TRUST LOOKS DIFFERENT IN DIFFERENT PLACES
I have been to many of the world’s more interesting places but because I have never experienced danger, or even a threat, I don’t feel in danger. However, one 14th July in the centre of Paris, riding the Metro at night I was mugged by a gaggle of multicultural youths and young men. This experience has left me more nervous of being in an underground train in the world’s most romantic city than I am walking on my own through what on the surface should be more dangerous cities and areas. Am I right to be nervous? Statistically, probably not. But my experience says otherwise and it is that that determines my behaviour and reactions rather than logic.
DON’T JUDGE A BOOK BY ITS COVER
It is by understanding your potential customers’ (or even those you have and want to keep) experiences that you will be able create a feeling of warmth and trust. And it is often this ‘soft’ skill that is the key to gaining their confidence thereby also gaining their trust and business. But we cannot assume that our experiences and our values are universal and are shared by everyone else. This is certainly not going to be the case. Despite the world getting smaller! This is learning how to read and interpret these cultural differences is a fundamental skill in today’s complex business environment.
It is no surprise that Google had the abstract “Don’t DoEvil” as a company mission statement. But because this is both such a high standard to keep to and also such a moveable feast, (what does evil actually mean? Who is making the judgement? Who is to make the call as to where evil starts? Are all acts equally bad?) eventually the company quietly dropped the motto. Users of social media would berate Google and create virtual uproar whenever Google were perceived to go against this stated aim, (letting governments have access to data being one example). Social media platforms know almost no frontiers and whatever we might do in one culture that might have been almost totally hidden from view only 15 short years ago, can often surface unexpectedly and cause great harm, often far away from the point of origin, today.*
In business, as in life, trust is the glue that binds would-be disparate groups together: employees to employers, customers to companies, voters to parties. It is an ephemeral emotion that can take ages to grow and seconds to shatter. One only needs to read the press to see how far people’s trust in not just politicians, but also other professions that used to be respected, has fallen, and how the new order of the day is scepticism.
A company today needs to recognise that snap judgements are being made and these judgements are faster, and often more long-lasting, than before. Even if the judgement might actually be wrong, that fact does not matter because our potential contact has gone and moved on to someone else. In this case, even if the customer is wrong, they are right and often you will not even know they have seen you!
But there are ways to help companies gain and keep this all important trust and feeling of warmth. Creating this sentiment in the hearts and minds of your target audience is often the difference between success and failure so it really does matter. With a high level of trust comes stronger reputation, more sustainable revenues, greater employee and customer retention and higher growth amongst other benefits. So it really cannot be ignored, or if it is, then it is at the peril of the company that is choosing ignorance.
WHAT TO DO
There are many ways that a company can gain trust and create warmth and most of the techniques will need to be adapted to the specific requirements.
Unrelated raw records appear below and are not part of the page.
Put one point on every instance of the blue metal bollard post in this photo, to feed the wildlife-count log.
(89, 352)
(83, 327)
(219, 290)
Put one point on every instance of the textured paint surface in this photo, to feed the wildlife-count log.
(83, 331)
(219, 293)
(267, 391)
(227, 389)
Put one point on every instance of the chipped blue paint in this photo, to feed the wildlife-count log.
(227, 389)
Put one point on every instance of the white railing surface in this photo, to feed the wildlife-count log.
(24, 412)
But here are a few ideas.
- Keep an honest communication line open
- Learn the cultural differences between you and your audience, and learn how to talk with them.
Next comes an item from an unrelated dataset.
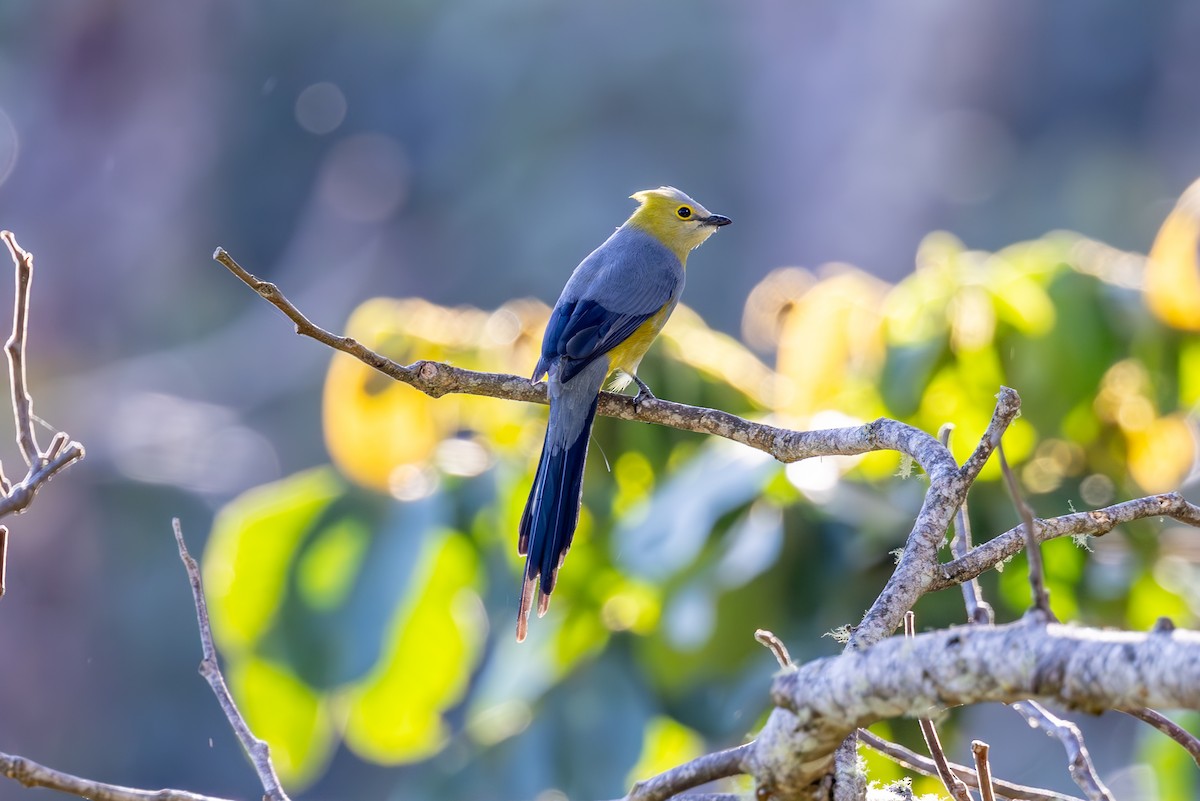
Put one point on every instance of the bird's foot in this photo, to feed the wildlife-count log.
(643, 393)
- Don’t make judgement calls until you know who you are dealing with
- Learn your cultural stand point so you can make a proper comparison between yourself and who you are talking with. If you don’t know who you really are you cannot make a comparison and therefore you will make mistakes.
- Don’t assume everyone shares the same values and cultural mores and references as you do. They don’t.
- You should be seen to be doing the right thing in the eyes of the people that matter – your customers
- Respect the choices made by the culture with whom you are interacting
- Be honest
- Play by the rules in whichever culture you find yourself, and don’t expect everyone to play by your rules. Imperialism is no longer in fashion.